Life and times of ‘world’s first’ radical feminist

‘You aren’t born a woman, you become one’ Simone de Beauvoir

The Connexion celebrates one of France’s inspirational intellectual figures, who helped shape a global shift in political thinking in the Sixties and Seventies, but who is still defined by her relationship with Jean-Paul Sartre...

Simone de Beauvoir (1908-1986) is one of France’s towering intellectual figures.

A writer, philosopher, political activist, social theorist and a feminist, she wrote novels, essays, biographies, autobiography and articles on philosophy, social issues and politics.

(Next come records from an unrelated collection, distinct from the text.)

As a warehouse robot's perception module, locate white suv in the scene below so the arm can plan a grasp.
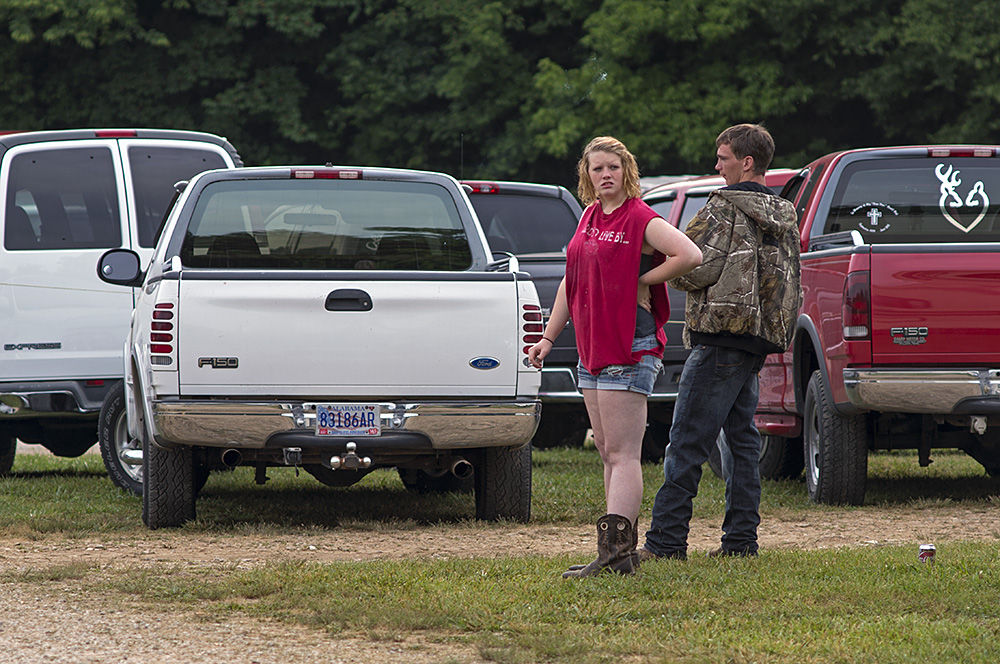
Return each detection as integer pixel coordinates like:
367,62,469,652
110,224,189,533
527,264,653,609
0,129,242,490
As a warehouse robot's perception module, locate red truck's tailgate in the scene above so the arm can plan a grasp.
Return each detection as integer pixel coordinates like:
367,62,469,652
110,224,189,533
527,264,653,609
871,244,1000,366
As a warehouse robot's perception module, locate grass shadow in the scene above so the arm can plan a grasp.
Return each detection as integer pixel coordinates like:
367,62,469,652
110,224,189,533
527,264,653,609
197,476,475,529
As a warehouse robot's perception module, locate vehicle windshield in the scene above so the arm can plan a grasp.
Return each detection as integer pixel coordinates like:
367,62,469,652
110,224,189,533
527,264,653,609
812,157,1000,244
469,194,579,254
181,179,472,270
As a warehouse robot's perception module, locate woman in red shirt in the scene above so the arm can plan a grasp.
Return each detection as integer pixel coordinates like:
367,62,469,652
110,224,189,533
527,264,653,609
528,136,701,577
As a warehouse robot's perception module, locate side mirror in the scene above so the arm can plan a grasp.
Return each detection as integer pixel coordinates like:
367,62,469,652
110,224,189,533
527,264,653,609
97,249,146,288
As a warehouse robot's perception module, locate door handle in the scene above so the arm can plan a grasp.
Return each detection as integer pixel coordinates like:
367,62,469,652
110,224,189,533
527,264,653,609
326,288,372,311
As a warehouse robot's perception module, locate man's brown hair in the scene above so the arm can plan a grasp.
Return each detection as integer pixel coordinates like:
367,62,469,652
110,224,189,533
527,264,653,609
715,124,774,175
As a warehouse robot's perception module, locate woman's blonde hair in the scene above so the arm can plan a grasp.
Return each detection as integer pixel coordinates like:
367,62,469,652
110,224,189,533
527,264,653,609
576,136,642,205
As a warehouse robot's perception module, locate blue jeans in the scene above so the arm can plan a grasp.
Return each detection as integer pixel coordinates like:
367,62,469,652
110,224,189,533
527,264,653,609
646,345,764,556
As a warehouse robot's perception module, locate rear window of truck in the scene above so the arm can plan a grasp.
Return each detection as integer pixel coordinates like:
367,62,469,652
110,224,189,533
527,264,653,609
181,179,472,271
469,194,579,254
128,145,226,247
821,157,1000,244
4,147,122,251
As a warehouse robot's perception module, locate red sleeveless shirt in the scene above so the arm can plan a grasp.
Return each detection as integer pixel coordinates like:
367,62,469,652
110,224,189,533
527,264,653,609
566,198,670,374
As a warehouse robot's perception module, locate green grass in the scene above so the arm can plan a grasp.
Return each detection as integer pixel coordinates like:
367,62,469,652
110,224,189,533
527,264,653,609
0,449,1000,538
0,450,1000,664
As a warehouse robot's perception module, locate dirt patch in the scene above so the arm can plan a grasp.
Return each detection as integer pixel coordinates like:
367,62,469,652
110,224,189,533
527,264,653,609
7,445,1000,664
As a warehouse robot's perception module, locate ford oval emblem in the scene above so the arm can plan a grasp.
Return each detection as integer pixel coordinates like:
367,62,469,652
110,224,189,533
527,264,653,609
469,357,500,370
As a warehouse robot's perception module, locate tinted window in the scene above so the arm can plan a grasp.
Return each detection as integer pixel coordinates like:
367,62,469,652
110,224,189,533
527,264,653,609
469,194,579,254
823,157,1000,243
181,180,472,270
4,147,121,251
128,145,226,247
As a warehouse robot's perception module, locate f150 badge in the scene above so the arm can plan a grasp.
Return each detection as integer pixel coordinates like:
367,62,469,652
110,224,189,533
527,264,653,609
198,357,240,369
889,327,927,346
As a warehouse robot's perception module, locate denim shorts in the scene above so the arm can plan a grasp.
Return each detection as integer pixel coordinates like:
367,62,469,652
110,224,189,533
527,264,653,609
576,334,663,397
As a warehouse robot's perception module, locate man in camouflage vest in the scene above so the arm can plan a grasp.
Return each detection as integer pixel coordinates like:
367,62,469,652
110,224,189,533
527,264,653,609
639,124,802,561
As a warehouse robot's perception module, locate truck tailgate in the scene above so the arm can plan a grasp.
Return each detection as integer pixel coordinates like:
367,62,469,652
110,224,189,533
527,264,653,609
177,273,520,398
871,245,1000,366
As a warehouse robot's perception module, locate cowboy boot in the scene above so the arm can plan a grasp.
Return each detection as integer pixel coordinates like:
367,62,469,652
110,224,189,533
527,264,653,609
568,517,642,572
563,514,637,579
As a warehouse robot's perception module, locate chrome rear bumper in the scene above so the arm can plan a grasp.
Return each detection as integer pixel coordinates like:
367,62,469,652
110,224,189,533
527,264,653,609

Her 1949 treatise The Second Sex remains fundamental reading because it was the first time anyone had clearly articulated the separation of gender from gender-conditioning; the first time anyone had stressed women are born female but are conditioned or even groomed to become socially acceptable daughters, wives and mothers, rather than simply female people.

Her quote, “You aren’t born a woman, you become one,” remains pivotal to feminist theory.

It said female children are conditioned by society to accept a lower, secondary status – to become ‘women’.

In a 1975 TV interview with French journalist Jean-Louis Servan-Schreiber (watch interview below - english subtitles), she explained ‘femininity’ is not innate, but taught from infancy.

The fact women produce children is used by society as a pretext to oppress and exploit women, she said. Their lowly status is not a biological fact.

The title of her seminal 1949 work refers to women being defined by their ...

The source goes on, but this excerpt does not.